Les universités ne sont-elles pas de merveilleuses pépinières de talent et de créativité ? Et les administrations municipales, un réservoir inépuisable d’expertise ? Dans le cadre d’un projet novateur, CitéStudio Montréal a fait le pari de marier ces deux univers — qui unissent trop peu souvent leurs destinées — pour faire naître une série de projets originaux et audacieux sur une pléthore de problématiques urbaines.

Dans le cadre de ce projet-pilote, basé sur le modèle du CityStudio de Vancouver, des employés de la Ville de Montréal ont soumis cinq défis, intrinsèquement urbains, à des étudiants, inscrits dans sept cours à l’Université Concordia. L’entreprise d’économie sociale Espace temps, qui a coordonné le projet, a ensuite eu la sympathique tâche de jouer au faiseur de couples. Des couples qui étaient souvent loin d’être naturels.

Photo: Marie-France Coallier Le Devoir

Ainsi, le défi visant à faire croître la superficie de la canopée urbaine a été attribué à des étudiants en vidéo issus du Département de communication ; le défi traitant de la sécurisation culturelle des peuples autochtones en zone urbaine a été assigné à un cours de géographie ; le défi abordant la sécurisation des intersections les plus dangereuses à Montréal à des étudiants en génie et en urbanisme ; celui touchant la participation citoyenne dans la ville intelligente à des étudiants en design et le défi posant la question de l’intégration des nouvelles mobilités partagées à la réalité métropolitaine a été attribué à des étudiants en urbanisme.

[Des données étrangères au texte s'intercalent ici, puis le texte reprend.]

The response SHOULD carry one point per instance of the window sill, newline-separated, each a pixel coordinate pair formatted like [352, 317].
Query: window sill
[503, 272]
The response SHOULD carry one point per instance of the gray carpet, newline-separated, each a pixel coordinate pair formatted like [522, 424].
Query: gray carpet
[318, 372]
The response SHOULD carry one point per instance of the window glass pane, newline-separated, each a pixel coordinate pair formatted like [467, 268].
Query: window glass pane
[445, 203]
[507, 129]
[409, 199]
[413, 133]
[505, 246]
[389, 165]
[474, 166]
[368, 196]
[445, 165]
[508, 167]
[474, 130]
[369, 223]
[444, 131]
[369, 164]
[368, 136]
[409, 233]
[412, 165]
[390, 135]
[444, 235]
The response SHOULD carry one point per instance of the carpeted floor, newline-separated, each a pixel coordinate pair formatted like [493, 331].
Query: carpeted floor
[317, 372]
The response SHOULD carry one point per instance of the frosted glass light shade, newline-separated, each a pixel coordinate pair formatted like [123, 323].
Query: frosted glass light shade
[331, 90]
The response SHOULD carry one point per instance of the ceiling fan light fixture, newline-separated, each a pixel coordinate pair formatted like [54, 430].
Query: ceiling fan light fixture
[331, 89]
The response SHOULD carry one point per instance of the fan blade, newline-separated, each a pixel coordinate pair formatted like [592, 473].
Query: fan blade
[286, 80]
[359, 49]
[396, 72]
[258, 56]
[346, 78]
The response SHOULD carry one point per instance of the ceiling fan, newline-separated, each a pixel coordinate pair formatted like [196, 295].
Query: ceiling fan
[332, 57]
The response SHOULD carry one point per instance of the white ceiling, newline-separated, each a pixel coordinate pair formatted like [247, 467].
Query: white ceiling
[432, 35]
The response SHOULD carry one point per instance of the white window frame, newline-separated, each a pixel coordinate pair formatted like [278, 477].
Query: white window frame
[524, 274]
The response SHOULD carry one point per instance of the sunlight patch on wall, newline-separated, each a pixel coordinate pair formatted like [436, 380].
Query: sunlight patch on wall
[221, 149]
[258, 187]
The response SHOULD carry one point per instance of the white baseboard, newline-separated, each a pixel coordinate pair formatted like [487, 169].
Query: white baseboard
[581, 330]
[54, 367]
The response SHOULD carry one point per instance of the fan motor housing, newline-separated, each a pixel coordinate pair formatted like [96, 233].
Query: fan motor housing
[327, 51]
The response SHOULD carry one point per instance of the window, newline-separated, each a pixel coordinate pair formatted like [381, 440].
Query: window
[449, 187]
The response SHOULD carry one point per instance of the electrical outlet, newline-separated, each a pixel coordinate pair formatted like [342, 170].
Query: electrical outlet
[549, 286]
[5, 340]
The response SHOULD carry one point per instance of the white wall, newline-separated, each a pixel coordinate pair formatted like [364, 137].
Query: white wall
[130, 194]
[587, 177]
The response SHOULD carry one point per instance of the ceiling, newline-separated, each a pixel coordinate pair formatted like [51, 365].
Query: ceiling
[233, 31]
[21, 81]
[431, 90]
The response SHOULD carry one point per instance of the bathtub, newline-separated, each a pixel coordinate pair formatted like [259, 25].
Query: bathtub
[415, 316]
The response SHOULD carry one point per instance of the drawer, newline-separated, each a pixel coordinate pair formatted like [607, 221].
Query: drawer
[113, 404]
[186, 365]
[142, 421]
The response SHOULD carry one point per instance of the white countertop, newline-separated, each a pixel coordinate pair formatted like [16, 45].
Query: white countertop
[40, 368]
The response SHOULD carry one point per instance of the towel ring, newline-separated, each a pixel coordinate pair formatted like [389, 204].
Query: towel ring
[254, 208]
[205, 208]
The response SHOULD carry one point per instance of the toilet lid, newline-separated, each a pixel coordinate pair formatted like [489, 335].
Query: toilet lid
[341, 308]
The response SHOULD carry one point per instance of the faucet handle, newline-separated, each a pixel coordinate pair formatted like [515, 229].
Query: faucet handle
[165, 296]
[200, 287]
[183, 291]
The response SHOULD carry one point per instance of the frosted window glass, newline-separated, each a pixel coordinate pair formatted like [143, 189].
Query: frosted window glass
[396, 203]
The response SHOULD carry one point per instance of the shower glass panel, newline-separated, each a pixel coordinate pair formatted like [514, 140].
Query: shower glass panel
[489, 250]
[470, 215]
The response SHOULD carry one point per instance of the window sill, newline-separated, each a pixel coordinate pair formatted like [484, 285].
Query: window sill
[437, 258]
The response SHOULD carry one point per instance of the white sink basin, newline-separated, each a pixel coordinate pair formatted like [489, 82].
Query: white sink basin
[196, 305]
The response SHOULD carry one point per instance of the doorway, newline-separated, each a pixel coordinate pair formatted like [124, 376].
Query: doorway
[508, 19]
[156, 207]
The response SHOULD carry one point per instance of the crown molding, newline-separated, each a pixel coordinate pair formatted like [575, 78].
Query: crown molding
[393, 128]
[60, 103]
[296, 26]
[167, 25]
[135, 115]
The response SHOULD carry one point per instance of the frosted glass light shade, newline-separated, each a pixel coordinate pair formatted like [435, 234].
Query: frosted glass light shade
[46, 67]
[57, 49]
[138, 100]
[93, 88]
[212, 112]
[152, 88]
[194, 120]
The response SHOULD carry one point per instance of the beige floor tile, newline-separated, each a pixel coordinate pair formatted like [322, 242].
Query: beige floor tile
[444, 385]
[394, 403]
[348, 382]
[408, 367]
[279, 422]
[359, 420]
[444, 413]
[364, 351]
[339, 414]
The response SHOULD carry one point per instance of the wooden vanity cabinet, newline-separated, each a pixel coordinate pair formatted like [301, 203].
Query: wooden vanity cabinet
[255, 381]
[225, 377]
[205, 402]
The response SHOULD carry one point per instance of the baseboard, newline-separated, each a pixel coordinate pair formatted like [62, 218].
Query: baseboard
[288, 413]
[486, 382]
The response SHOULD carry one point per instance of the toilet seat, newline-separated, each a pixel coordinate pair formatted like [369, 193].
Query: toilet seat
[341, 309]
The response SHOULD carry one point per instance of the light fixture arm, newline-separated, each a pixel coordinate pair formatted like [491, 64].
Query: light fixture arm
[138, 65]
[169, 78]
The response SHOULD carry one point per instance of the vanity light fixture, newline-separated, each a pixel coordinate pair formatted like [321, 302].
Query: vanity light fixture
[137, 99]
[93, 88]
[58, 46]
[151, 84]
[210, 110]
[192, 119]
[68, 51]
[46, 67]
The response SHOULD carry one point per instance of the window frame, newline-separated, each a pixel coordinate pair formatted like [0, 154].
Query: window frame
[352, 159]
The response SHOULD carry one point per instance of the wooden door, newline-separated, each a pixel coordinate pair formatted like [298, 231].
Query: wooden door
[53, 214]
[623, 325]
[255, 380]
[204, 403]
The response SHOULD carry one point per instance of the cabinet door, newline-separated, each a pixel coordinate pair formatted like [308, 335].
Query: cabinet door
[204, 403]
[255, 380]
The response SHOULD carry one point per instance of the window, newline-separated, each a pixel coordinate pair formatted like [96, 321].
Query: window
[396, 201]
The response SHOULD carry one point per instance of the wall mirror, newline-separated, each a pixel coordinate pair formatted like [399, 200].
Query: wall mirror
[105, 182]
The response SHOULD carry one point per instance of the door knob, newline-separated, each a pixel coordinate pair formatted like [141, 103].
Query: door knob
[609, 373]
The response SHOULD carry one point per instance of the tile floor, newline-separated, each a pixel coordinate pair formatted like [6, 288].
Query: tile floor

« C’est là tout l’intérêt du maillage, c’est de changer la façon dont on comprend le problème ou encore la façon dont on l’aborde », souligne Samuel Rancourt, agent de liaison, villes et universités, à Espace temps.

Des projets hautement créatifs en sont nés. Comme celui d’utiliser les lumières disposées sur le pont Champlain pour illustrer le nombre de voitures circulant quotidiennement sur l’ouvrage et ainsi conscientiser les automobilistes à la quantité de CO2 produite. Ou encore celui d’installer un écran géant au centre-ville de Montréal pour comptabiliser la quantité d’énergie gaspillée dans les bureaux qui demeurent illuminés la nuit entière dans les gratte-ciel.

« Aux employés de la Ville, Cité- Studio offre un espace de réflexion pour s’ouvrir à de nouvelles solutions et, aux étudiants, le projet donne l’occasion de travailler sur un cas concret et bien réel, en ayant un contact direct avec les employés municipaux », explique Samuel Rancourt.

Aux employés de la Ville, CitéStudio offre un espace de réflexion pour s’ouvrir à de nouvelles solutions et, aux étudiants, le projet donne l’opportunité de travailler sur un cas concret et bien réel

Le contact était effectivement très direct puisque les employés se sont rendus à deux reprises dans les salles de cours, notamment pour animer des ateliers pendant lesquels les étudiants pouvaient leur présenter leurs projets et tester leurs idées.

Véronique Dufort, chef d’équipe Données ouvertes à la Ville de Montréal, a dit avoir été remarquablement surprise par la créativité des étudiants qu’elle a ainsi rencontrés. « CitéStudio nous amène à porter un nouveau regard sur notre travail. Pour moi, les données et le design c’était deux thèmes très éloignés. C’est lorsque le jumelage s’est traduit en projets concrets qu’on s’est rendu compte qu’on pouvait explorer de nouvelles facettes de notre travail qu’on n’avait pas nécessairement envisagées. »

Ce projet-pilote, qui a été, entre autres, soutenu financièrement par le ministère de l’Économie et de l’Innovation, s’est clos la semaine dernière par la tenue d’une foire au cours de laquelle les 150 étudiants qui ont participé au projet ont présenté le fruit de leur travail. Trois concepts ont été primés sur la trentaine de projets présentés (voir encadrés). Les organisateurs espèrent maintenant que certains projets verront véritablement le jour à la Ville de Montréal. « À Vancouver, on sait qu’il y a eu des suites. Il y a plein de projets qui ont été repris par la Ville », dit avec enthousiasme Raphaëlle Bilodeau, coordonnatrice de CitéStudio Montréal.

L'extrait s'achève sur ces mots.